Beachwear uomo estate 2010

Se  siete abituati a fare merenda ogni mezz’ora e considerate il cioccolato il vostro amico per la pelle, fareste meglio a svuotare immediatamente le credenze e ad iscrivervi a una buona palestra.

Il monito della moda uomo della stagione a venire è molto chiaro: quest’estate sarà il regno degli adoni e dei sirenetti.

Corto e aderente, le parole d’ordine del beachwear 2010.

Pance cascanti e gambe flaccide sembrerebbero non essere ammesse sulle spiagge della stagione balneare a venire.

Una moltitudine di slip e parigamba si affiancherà agli ormai tradizionali bermuda lunghi fino al ginocchio.

E del ritorno al costume corto si farà apripista lo Speedo, dominatore indiscusso delle spiagge mondiali tra gli anni ’70 e gli ’80, poi relegato agli allenamenti dei nuotatori ed ora tornato alle luci della ribalta.
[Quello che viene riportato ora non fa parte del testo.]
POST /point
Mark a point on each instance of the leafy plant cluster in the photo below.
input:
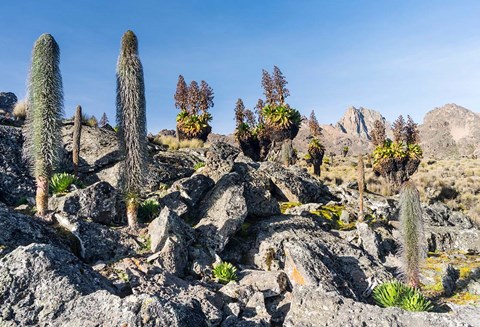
(393, 150)
(396, 160)
(272, 121)
(225, 272)
(193, 101)
(61, 182)
(396, 294)
(148, 210)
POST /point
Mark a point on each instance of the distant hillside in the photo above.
(352, 130)
(450, 131)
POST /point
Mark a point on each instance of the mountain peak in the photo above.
(358, 122)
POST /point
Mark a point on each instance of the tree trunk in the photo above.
(42, 196)
(132, 214)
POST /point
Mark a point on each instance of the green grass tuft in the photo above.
(225, 272)
(60, 183)
(396, 294)
(148, 210)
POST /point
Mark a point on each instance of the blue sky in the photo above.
(392, 56)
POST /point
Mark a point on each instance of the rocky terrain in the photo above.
(449, 132)
(301, 259)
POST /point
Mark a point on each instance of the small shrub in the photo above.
(225, 272)
(415, 301)
(89, 120)
(191, 144)
(60, 182)
(396, 294)
(199, 165)
(148, 210)
(20, 110)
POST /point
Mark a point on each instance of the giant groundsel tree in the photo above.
(44, 117)
(131, 121)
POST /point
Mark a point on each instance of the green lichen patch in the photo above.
(434, 267)
(287, 205)
(332, 214)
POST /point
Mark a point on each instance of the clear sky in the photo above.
(392, 56)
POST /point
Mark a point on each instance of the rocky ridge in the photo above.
(87, 269)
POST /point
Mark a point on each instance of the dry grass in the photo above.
(453, 182)
(173, 143)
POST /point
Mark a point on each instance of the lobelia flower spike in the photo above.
(44, 115)
(131, 121)
(413, 237)
(77, 133)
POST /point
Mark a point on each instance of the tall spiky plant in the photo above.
(413, 237)
(44, 117)
(77, 132)
(361, 186)
(131, 121)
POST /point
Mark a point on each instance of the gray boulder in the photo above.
(100, 159)
(222, 213)
(98, 242)
(314, 307)
(168, 224)
(295, 185)
(449, 280)
(175, 202)
(170, 238)
(270, 283)
(312, 256)
(43, 285)
(451, 239)
(97, 202)
(192, 189)
(15, 180)
(438, 214)
(20, 230)
(7, 101)
(257, 191)
(220, 160)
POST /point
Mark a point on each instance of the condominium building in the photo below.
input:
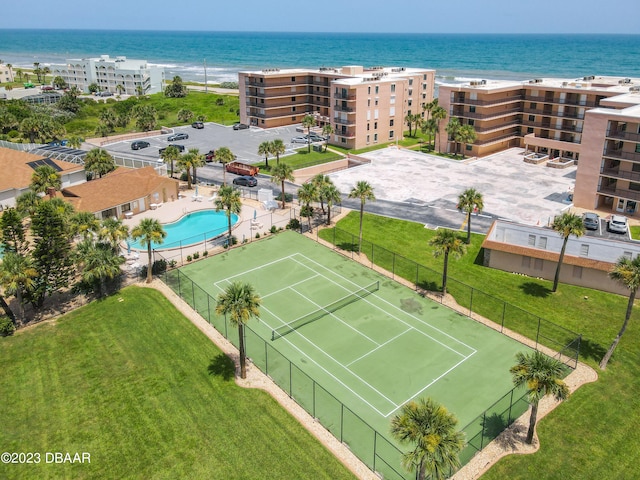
(593, 122)
(365, 106)
(118, 75)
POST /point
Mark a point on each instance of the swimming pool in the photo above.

Sarà disponibile in tutti i colori e in duplice altezza, da 5 e da 8 cm, ottimo, per chi vuole giocare col contrasto cromatico, da indossare anche sotto un paio di shorts a vita bassa.

Enrico Coveri lancia parigamba dalle fantasie esuberanti e dal taglio quasi femminile, ispirati, come quelli di Frankie Morello, ai modelli in voga nelle spiagge italiane sul finire degli anni ’60.

Originali e fantasiose le creazioni di Dsquared2, come il mini-slip bianco con laboriose formichine in coda stampate in zone innominabili.

Interessante anche il beachwear firmato Roy Roger’s: shorts coloratissimi tagliati a mo’ di 5 tasche, il capo che ha reso famoso il primo marchio italiano produttore di blue-jeans.

E se Benetton sceglie di rimanere nel seminato, proponendo i consueti bermuda fino al ginocchio o comodi parigamba in lycra, Yamamay tenta l’esperimento esotico: accanto alla più tradizionale linea “Surf”, ispirata allo stile di vita californiano, la collezione “Mexico” vira decisamente verso il folklore indiano.

Parah si è invece ispirato agli imminenti mondiali di calcio: shorts, bermuda e slip a vita bassa con tricolori a profusione, da abbinare a cappellino e telo mare.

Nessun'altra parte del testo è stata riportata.